By Scott St. Clair | The Save Jersey Blog
This is PART FIVE of a multi-part series on an important topic, Save Jerseyans.
Who are the Anti-Vaxxers?
Anti-vaxxers tend to be younger adults who weren’t around in the pre-vaccine “good old days.” The Washington Post described them as “young Americans who only really know a country where measles almost never occurred.”
Many of them grew up watching sit-coms where getting the measles was laughable, and they think we’re living in an episode of “The Brady Bunch.”
The anti-vaccination movement is fueled by an over-privileged group of rich people grouped together who swear they won’t put any chemicals in their kids (food or vaccines or whatever else), either because it’s trendy to be all-natural or they don’t understand or accept the science of vaccinations. Their science denying has been propelled further by celebrities…
According to a survey conducted by the Pew Charitable Trust, mistrust of vaccines is confined mostly to those between the ages of 18-29, and then only 15 percent of them qualify.

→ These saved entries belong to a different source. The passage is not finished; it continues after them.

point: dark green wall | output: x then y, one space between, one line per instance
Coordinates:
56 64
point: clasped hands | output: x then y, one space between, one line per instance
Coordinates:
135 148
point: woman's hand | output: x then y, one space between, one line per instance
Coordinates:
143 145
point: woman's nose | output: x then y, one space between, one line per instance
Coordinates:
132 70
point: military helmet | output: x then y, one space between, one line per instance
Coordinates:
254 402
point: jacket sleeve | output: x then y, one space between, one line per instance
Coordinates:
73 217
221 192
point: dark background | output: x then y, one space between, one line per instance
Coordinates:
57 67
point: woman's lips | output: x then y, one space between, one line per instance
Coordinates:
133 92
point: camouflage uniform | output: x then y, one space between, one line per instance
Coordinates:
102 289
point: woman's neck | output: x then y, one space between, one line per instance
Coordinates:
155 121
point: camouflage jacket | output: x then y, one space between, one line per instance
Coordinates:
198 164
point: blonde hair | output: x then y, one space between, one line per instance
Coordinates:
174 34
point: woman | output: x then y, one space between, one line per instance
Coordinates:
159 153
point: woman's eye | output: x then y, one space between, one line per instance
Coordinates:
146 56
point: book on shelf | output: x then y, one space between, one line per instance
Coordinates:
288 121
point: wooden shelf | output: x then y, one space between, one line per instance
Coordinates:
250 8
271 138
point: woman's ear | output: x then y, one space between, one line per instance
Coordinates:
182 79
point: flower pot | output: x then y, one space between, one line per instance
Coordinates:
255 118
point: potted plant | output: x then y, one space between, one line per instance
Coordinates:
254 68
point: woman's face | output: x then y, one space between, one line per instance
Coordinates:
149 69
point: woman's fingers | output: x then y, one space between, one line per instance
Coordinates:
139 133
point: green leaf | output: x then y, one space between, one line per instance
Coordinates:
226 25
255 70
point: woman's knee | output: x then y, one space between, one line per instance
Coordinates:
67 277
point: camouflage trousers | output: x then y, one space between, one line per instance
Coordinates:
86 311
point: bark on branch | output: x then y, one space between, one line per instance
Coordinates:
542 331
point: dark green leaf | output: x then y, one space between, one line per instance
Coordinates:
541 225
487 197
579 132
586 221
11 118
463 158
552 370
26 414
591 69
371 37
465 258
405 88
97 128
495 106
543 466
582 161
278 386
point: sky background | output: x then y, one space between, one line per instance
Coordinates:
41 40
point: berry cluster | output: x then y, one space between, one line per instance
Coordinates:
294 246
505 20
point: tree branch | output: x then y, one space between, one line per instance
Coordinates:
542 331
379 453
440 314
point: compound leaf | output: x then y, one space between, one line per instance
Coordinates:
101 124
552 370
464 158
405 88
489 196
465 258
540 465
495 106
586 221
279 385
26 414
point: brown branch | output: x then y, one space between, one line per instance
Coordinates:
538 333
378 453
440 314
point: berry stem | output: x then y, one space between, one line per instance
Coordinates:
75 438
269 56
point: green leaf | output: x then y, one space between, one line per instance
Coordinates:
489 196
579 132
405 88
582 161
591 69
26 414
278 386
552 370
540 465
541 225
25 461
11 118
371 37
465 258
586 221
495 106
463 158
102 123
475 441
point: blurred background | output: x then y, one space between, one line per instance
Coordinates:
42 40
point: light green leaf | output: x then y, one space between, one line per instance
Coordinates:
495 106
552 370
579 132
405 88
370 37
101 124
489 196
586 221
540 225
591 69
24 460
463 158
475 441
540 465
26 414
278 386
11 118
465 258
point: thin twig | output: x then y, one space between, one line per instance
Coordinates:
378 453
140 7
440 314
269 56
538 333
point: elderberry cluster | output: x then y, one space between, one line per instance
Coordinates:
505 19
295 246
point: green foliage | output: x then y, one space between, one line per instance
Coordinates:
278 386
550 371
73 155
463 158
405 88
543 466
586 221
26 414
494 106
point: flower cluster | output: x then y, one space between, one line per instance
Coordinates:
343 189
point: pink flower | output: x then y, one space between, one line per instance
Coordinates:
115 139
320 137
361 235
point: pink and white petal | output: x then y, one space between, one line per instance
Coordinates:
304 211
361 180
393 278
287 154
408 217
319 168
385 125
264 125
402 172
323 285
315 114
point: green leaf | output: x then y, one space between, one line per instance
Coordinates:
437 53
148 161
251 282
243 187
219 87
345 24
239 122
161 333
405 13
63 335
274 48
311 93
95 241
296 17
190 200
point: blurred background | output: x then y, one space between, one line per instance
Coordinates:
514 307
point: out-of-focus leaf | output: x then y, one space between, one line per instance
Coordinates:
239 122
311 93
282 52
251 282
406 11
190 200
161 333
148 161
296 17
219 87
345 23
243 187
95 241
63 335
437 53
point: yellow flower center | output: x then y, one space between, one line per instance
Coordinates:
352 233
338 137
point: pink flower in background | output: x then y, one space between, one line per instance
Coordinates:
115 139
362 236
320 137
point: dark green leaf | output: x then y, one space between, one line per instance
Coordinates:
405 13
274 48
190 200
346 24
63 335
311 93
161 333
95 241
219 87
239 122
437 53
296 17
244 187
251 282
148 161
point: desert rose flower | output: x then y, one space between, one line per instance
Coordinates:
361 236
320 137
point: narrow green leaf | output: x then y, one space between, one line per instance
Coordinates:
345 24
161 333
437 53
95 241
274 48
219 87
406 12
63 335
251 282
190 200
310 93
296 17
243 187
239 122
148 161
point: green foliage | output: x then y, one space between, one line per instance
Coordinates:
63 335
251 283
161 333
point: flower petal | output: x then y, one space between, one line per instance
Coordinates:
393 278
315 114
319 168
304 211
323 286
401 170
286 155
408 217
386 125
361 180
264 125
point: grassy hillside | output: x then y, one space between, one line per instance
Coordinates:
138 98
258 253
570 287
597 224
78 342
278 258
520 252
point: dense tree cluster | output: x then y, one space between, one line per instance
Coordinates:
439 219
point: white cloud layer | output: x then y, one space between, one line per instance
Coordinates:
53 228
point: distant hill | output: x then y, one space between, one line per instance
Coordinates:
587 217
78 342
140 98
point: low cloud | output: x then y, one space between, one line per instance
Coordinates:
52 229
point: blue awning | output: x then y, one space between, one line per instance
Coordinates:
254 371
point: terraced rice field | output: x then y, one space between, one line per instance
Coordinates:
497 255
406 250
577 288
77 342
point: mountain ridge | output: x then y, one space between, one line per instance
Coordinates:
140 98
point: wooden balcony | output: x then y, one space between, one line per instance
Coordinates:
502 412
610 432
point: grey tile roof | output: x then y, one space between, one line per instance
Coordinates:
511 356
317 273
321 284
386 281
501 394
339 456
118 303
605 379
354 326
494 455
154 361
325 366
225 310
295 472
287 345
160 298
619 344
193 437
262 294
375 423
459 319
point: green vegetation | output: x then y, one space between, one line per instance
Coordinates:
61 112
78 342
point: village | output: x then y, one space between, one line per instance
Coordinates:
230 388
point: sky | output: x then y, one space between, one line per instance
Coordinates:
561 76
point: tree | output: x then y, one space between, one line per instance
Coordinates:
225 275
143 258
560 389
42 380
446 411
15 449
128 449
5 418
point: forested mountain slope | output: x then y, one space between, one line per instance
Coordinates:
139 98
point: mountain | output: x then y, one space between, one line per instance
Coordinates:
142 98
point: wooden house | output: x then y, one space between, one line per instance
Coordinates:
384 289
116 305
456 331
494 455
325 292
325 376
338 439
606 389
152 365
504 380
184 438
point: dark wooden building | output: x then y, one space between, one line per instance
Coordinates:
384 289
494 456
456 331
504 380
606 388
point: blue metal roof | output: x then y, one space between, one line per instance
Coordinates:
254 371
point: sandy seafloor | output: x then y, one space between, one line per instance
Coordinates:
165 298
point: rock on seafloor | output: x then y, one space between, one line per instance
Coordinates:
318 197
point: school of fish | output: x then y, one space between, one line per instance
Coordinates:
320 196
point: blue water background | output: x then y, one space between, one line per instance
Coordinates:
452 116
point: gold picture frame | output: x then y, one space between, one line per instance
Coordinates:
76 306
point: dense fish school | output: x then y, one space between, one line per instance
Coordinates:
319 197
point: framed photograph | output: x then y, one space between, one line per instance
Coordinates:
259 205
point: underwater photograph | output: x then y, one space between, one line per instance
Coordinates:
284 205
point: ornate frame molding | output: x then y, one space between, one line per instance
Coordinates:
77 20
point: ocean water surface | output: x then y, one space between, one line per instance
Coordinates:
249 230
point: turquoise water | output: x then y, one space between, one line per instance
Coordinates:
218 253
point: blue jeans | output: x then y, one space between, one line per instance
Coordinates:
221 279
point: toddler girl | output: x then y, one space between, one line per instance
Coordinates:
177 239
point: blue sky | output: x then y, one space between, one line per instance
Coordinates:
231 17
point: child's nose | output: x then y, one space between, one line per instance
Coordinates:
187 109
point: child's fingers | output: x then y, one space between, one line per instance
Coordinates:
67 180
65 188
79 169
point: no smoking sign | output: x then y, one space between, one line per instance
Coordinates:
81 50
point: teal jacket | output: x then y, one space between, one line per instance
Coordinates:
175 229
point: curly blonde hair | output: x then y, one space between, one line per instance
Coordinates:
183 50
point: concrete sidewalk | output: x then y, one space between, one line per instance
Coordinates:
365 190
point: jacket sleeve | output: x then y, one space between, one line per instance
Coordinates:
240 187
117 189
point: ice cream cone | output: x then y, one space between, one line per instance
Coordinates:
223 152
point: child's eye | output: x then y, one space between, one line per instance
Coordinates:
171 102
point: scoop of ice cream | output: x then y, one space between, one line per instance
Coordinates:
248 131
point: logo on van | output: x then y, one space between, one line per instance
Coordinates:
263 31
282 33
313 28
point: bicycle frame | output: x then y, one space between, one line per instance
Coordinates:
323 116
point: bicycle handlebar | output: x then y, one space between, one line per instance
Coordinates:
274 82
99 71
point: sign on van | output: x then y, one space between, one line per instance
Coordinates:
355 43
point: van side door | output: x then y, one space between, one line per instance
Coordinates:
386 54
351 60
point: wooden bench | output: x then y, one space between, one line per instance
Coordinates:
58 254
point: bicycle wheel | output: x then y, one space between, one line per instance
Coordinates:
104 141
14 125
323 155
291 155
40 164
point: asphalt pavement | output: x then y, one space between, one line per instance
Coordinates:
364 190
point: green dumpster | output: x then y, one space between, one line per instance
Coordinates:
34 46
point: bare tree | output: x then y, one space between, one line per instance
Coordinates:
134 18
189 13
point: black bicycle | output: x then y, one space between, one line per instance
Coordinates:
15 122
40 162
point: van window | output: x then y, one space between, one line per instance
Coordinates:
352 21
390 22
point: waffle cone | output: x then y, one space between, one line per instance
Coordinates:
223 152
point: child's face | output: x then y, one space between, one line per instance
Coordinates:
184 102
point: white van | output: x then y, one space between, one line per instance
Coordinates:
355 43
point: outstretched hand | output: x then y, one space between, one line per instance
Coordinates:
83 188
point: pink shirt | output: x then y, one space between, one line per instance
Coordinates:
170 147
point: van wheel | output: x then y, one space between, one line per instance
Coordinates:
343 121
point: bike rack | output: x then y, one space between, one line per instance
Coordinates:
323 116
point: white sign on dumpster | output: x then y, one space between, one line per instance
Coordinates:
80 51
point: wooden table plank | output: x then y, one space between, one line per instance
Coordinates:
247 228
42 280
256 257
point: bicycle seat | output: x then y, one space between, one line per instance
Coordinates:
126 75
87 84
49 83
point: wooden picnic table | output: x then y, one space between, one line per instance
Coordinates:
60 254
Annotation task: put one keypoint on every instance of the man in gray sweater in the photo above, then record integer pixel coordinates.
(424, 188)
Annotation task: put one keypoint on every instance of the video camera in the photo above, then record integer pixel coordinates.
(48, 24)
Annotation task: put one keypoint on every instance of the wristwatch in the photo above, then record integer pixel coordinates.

Overall, an overwhelming majority – 83 percent – of those polled believe vaccines are safe, while a scant 9 percent believe they’re unsafe, but that 9 percent is doing a good job of throwing a monkey wrench into the works.
Although I’m not afraid of measles, I acknowledge that for some it could be problematic and don’t necessarily want (my unvaccinated child) to be a/the “typhoid mary” (sic) and contract and spread the disease via airports, airplane rides, etc.
But she’s rare since, according to medical experts, typical anti-vaxxer arguments are hollow, often laden with invective and filled with Wakefield’s pseudo-science. Anti-vaxxers uncritically embrace debunked theories, flat-earth thinking and postings on spurious websites. The more data or factual information presented to them, the more they cling to the anti-vaxxer party line.
For every anti-vaxxer doctor who claims vaccines are dangerous or unnecessary – with those opinions sometimes based more on a gut feeling than hard evidence – there are over nine who say they’re vital and that the failure to get them is responsible for the Disneyland outbreak.
Dr. James Cherry, a specialist in infectious diseases at the University of California, Los Angeles, was quoted in The New York Times describing anti-vaxxers as “some pretty dumb people.”
Not as charitable is Dr. Amy Tuteur, an OB-GYN, who left medicine to raise four children. Writing on her blog, she described anti-vaxxers as privileged, entitled and ego-centric. “The anti-vax movement has never been about children, and it hasn’t really been about vaccine,” she writes. “It’s about privileged parents and how they wish to view themselves,” she surmises:
Each and every anti-vax parent is privileged in having easy and inexpensive access to life saving vaccines. It is the sine qua non of the anti-vax movement. In a world where the underprivileged may trudge miles to the nearest clinic, desperate to save their babies from infectious scourges, nothing communicates the unbelievable wealth, ease and selfishness of modern American life like refusing the very same vaccines.
She’s not impressed with their in-your-face defiance of the overwhelming medical consensus in favor of vaccines: “Unfortunately, most anti-vax parents consider defiance of authority to be a source of pride, whether that defiance is objectively beneficial or not.”
And she’s not finished:
Anti-vax parents are anxious to see themselves in a positive light. They would almost certainly be horrified to find that others regard them as so incredibly privileged that they can’t even see their own privilege.
Anti-vaxxer thinking isn’t monolithic, even among parents. It stretches from free-choice based opposition to mandatory vaccines to those who will accept some, but not all of them, to absolutists who believe that all vaccines are bad all the time.
There are two schools of anti-vaxxer thought: the purely ideological and the quasi-medical claims where vaccines are considered either dangerous or unnecessary. But they’re both wrong.